Of course, this being Cradle not everything is great. Those of you familiar with the special edition of ‘Cruelty…’ or ‘Godspeed…’ will know that Cradle have an irritating penchant for inappropriate trance/dance remixes and even if the track (‘forgive me father’) was reworked by Anthrax’s Rob Caggiano, it works no better here than on any of the other attempts. Of more interest is an extended version of ‘Lilith immaculate’ and an orchestral re-working of ‘Summer dying fast’ which promises to be in a similar vein to My Dying Bride’s recent ‘Evinta’ set. How successful the overall conceit will prove to be remains to be seen, but on this evidence it is not a project without its merits, and Cradle have always had a strong orchestral feel to them, even at their heaviest. At forty minutes it is a relatively svelte Cradle offering, and yet it’s hard to argue with the quality of the majority of what’s on offer (dodgy trance version aside) and fans will lap up the demos and exclusive tracks on offer.

Making the package rather more lavish than it might otherwise have been, the second disc is a DVD offering up a full-length documentary filmed on Cradle’s jaunt through Russia, Ukraine, Germany and Switzerland, a live show filmed at Belgium’s Grasspop festival and the aforementioned video for ‘Lilith immaculate’, an ambitious clip featuring the band’s trademark gore, nudity and lascivious bloodletting. Given that the last live video footage of Cradle to be made officially available was the serviceable but unremarkable ‘peace through superior firepower’ DVD, the live tracks prove to be of particular interest, capturing a snapshot of the band playing to a decent sized festival crowd and thoroughly enjoying every minute of it despite some rather sloppy moments. Happily the sound mix on the DVD captures the band to a far greater degree than either of the previous efforts and while the recording lacks the punch of their studio output (a frequent hazard with extreme metal bands being recorded in the live environment) the guitars come through with greater clarity than on either ‘peace…’ or ‘heavy handed, left handed and candid’ and it’s always fun seeing Dani have a crack at “the pop band on the main stage called Bullet for my Valentine!” before introducing a roaring ‘honey and sulphur’. Highlights include a blast through ‘Nymphetamine’, and the evergreen ‘from the cradle to enslave’ which always devastates crowds and remains a highlight in the band’s catalogue to this day.

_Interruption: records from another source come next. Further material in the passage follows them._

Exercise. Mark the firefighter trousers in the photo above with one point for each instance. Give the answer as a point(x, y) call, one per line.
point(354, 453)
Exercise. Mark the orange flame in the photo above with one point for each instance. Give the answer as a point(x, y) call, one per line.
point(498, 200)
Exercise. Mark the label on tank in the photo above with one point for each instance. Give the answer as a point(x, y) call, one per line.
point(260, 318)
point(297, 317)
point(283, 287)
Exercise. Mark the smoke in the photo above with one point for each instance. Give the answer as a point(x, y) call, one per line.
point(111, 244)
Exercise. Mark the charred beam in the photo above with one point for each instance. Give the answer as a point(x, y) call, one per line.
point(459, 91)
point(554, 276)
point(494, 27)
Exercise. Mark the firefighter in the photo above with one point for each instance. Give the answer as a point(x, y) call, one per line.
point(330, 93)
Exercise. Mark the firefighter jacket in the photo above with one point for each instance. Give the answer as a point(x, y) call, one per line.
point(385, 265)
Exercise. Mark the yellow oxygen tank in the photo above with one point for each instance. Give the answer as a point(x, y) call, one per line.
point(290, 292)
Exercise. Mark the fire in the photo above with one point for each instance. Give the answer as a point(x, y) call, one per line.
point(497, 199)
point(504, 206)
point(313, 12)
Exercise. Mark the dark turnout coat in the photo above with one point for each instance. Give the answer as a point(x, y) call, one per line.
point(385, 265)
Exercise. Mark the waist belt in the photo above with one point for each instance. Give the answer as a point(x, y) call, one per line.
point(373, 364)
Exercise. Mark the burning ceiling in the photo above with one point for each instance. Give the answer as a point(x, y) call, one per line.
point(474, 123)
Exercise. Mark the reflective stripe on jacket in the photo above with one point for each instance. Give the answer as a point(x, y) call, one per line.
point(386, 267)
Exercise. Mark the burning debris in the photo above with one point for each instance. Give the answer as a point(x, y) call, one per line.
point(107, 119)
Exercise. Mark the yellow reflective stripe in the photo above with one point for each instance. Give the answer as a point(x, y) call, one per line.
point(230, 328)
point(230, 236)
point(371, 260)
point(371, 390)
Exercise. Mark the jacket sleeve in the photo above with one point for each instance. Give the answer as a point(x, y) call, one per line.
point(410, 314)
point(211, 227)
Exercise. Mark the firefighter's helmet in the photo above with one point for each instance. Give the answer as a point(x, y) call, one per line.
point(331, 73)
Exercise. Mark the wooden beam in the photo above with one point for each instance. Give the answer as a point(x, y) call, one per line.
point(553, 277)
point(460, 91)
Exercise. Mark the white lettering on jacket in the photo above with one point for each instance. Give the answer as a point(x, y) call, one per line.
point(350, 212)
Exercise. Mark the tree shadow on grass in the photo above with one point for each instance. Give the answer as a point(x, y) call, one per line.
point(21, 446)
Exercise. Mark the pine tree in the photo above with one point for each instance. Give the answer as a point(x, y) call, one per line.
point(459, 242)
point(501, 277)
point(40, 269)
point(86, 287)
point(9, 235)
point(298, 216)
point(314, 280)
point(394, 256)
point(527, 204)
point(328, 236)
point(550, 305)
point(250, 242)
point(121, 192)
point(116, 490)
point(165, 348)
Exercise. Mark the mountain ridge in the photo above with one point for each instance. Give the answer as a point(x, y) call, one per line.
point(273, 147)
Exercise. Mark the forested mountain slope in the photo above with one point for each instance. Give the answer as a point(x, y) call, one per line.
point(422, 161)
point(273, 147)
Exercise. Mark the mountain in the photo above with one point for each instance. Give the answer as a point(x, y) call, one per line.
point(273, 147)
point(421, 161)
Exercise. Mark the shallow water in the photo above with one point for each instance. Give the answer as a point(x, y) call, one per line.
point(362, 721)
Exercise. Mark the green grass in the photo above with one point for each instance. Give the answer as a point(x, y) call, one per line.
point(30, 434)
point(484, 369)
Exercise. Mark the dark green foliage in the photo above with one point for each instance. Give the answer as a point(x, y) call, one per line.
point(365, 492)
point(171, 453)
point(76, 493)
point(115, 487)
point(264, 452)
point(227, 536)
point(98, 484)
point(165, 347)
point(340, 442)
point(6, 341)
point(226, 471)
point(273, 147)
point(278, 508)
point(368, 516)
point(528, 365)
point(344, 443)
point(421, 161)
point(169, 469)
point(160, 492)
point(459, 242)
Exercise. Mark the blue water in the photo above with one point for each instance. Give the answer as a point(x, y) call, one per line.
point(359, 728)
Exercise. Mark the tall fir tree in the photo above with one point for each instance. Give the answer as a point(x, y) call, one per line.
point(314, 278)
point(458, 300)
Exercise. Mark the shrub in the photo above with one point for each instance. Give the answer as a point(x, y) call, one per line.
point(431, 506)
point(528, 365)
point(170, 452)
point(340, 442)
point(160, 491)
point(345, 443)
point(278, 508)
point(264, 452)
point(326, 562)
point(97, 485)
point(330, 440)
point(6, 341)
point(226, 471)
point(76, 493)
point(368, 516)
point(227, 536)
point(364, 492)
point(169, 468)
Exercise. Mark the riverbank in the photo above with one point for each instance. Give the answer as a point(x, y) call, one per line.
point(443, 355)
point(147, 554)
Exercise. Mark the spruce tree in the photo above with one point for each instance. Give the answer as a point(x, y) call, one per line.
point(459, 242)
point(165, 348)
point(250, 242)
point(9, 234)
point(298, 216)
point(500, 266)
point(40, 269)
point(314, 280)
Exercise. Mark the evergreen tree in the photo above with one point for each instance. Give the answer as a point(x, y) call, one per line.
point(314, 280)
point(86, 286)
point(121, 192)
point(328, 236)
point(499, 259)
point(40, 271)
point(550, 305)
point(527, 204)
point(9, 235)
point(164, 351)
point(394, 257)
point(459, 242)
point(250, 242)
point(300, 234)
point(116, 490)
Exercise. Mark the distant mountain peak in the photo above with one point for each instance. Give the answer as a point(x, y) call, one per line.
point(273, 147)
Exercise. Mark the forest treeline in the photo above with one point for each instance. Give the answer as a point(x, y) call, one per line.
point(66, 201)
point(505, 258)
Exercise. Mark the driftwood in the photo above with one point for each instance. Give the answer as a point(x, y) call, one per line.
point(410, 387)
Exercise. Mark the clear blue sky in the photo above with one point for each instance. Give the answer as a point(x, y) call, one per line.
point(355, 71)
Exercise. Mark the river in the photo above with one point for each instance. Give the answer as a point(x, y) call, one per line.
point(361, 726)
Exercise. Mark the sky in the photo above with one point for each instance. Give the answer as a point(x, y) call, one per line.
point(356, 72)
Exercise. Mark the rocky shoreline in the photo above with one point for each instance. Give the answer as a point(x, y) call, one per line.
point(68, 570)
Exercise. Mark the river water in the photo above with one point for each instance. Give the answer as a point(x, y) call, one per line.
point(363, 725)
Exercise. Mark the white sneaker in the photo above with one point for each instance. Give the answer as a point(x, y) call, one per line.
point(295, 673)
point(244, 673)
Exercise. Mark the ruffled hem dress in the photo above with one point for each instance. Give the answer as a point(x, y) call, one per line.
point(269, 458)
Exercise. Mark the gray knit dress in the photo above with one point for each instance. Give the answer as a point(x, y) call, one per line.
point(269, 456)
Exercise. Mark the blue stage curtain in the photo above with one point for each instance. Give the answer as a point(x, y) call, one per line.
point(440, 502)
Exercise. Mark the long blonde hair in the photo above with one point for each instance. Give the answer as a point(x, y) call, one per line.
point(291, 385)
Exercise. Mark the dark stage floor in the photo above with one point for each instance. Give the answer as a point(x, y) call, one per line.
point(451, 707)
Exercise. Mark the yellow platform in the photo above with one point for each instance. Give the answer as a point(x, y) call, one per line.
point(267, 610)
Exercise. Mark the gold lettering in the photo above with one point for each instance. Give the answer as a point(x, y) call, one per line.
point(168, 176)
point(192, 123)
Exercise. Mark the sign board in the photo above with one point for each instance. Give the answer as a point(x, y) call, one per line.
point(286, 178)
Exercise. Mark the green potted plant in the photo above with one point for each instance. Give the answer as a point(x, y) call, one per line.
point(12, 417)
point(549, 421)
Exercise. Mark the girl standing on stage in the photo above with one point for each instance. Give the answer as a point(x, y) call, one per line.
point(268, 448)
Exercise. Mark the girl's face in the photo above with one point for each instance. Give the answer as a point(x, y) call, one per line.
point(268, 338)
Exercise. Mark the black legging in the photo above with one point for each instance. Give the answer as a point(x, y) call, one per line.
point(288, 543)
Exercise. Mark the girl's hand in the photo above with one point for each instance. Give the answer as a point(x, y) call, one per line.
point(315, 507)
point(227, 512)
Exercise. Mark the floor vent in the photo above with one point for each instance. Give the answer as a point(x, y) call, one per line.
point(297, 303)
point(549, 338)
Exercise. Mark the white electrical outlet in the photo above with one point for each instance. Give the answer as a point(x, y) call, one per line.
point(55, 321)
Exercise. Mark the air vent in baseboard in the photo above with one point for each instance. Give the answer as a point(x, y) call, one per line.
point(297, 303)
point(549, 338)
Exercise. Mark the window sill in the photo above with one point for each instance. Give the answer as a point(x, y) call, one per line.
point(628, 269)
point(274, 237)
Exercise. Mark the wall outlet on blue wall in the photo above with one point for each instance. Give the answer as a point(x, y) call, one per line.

The final element of the DVD is an amusing look at the band on the road which is in a similar vein to the band’s previous documentary efforts (that is featuring nudity, violence, profanity and stupidity) and follows the band across Europe and Russia. There’s plenty of footage of the band larking about and it’s always deeply incongruous hearing Dani talking in his natural voice rather than the devilish growl we’re used to. One of the most interesting elements of the video is the continual struggle the band have to maintain production values in venues that often lack the most basic of equipment, and this behind the scenes glimpse makes you realise exactly how hard Cradle have to work as a touring band and how much effort from band and crew goes into making each show something for fans to remember.

Overall this is a worthy stop-gap that will more than tide fans over ‘till the next release. Typically generous, everything from the packaging to the well-thought-out DVD make this a great release to sink your fangs into and the band’s heavy-handed involvement in everything from the DVD to the liner notes give this treasure trove a suitably official feel. A hugely enjoyable offering from an underrated band.